Single by Childish Gambino

from the album Kauai
- Released: September 14, 2014
- Recorded: 2014
- Genre: Neo soul; tropical-pop; R&B;
- Length: 4:12
- Label: Glassnote
- Songwriter(s): Donald Glover; Ludwig Göransson;
- Producer(s): Childish Gambino; Ludwig Göransson;

Childish Gambino singles chronology
| "Sweatpants" (2014) | "Sober" (2014) | "Together" (2016) |

= Sober (Childish Gambino song) =

"Sober" is the first single from American recording artist Childish Gambino's 2014 EP Kauai.

==Music video==
The song's music video features Donald Glover dancing in a take-out restaurant while intoxicated, trying to impress a woman (Amber-Lauren Jones) waiting for her food. It explores themes similar to Michael Jackson's "The Way You Make Me Feel" music video, but with a different outcome. On March 21, 2015, "Sober" won the mtvU Woodies Award for Best Video Woodie.

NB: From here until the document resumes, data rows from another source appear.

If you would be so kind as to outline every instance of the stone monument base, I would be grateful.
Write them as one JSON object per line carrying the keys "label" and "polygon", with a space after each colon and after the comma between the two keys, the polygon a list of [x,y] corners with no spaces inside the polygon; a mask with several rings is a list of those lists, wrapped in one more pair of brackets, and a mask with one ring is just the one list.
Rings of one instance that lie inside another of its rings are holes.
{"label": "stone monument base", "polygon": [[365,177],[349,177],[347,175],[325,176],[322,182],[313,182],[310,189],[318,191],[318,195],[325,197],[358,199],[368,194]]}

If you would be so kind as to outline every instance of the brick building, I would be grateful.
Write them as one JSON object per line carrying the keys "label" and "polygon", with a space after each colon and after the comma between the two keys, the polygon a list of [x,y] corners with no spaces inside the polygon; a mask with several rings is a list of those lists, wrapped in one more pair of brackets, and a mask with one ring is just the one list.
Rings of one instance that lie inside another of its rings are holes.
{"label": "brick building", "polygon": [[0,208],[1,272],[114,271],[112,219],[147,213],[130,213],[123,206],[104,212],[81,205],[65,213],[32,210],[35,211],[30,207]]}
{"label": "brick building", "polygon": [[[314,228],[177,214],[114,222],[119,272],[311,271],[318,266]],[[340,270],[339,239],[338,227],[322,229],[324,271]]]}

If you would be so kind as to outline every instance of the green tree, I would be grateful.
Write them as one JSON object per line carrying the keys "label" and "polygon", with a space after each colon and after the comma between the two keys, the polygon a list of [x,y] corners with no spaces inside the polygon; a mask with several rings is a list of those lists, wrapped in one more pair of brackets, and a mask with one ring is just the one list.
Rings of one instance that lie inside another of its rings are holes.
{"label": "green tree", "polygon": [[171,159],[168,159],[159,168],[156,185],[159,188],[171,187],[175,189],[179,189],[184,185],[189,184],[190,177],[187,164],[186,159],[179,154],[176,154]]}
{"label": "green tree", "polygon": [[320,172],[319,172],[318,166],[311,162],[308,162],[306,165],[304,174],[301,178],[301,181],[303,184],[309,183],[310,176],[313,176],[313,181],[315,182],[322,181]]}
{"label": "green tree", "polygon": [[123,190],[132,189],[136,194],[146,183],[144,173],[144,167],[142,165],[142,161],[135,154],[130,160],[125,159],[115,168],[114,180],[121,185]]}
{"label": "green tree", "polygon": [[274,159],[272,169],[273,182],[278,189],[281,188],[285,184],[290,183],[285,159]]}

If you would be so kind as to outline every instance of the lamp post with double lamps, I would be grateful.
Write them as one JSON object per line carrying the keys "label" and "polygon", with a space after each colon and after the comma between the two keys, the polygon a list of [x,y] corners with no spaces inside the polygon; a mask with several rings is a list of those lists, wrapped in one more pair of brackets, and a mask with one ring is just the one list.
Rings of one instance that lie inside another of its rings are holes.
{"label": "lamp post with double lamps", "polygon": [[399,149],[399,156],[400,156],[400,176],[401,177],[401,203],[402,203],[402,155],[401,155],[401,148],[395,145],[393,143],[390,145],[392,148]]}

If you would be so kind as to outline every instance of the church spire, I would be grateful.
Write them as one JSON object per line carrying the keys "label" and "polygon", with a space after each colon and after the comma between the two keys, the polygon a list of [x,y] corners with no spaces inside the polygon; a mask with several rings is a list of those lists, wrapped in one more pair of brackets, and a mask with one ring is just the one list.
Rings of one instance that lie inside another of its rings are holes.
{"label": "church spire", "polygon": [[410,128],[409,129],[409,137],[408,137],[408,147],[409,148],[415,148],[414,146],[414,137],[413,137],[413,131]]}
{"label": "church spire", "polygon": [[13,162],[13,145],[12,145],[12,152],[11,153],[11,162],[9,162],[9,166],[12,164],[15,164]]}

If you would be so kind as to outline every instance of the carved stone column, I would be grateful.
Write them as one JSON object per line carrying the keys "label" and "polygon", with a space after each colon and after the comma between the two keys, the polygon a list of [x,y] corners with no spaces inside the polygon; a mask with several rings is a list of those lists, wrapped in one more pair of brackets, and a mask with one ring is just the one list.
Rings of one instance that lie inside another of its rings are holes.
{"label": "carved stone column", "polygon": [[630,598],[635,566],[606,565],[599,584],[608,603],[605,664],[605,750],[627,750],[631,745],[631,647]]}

As of April 2025, "Sober" has accumulated over 120 million views on YouTube.

==Charts==

===Weekly charts===

| Chart (2015) | Peak position |
|---|---|
| US Hot R&B/Hip-Hop Songs (Billboard) | 29 |
| US Rhythmic (Billboard) | 32 |

===Year-end charts===

| Chart (2015) | Position |
|---|---|
| US Hot R&B Songs (Billboard) | 49 |

== Certifications ==

| Region | Certification | Certified units/sales |
| Australia (ARIA) | Platinum | 70,000^{‡} |
| New Zealand (RMNZ) | Platinum | 30,000^{‡} |
| United Kingdom (BPI) | Silver | 200,000^{‡} |
^{‡} Sales+streaming figures based on certification alone.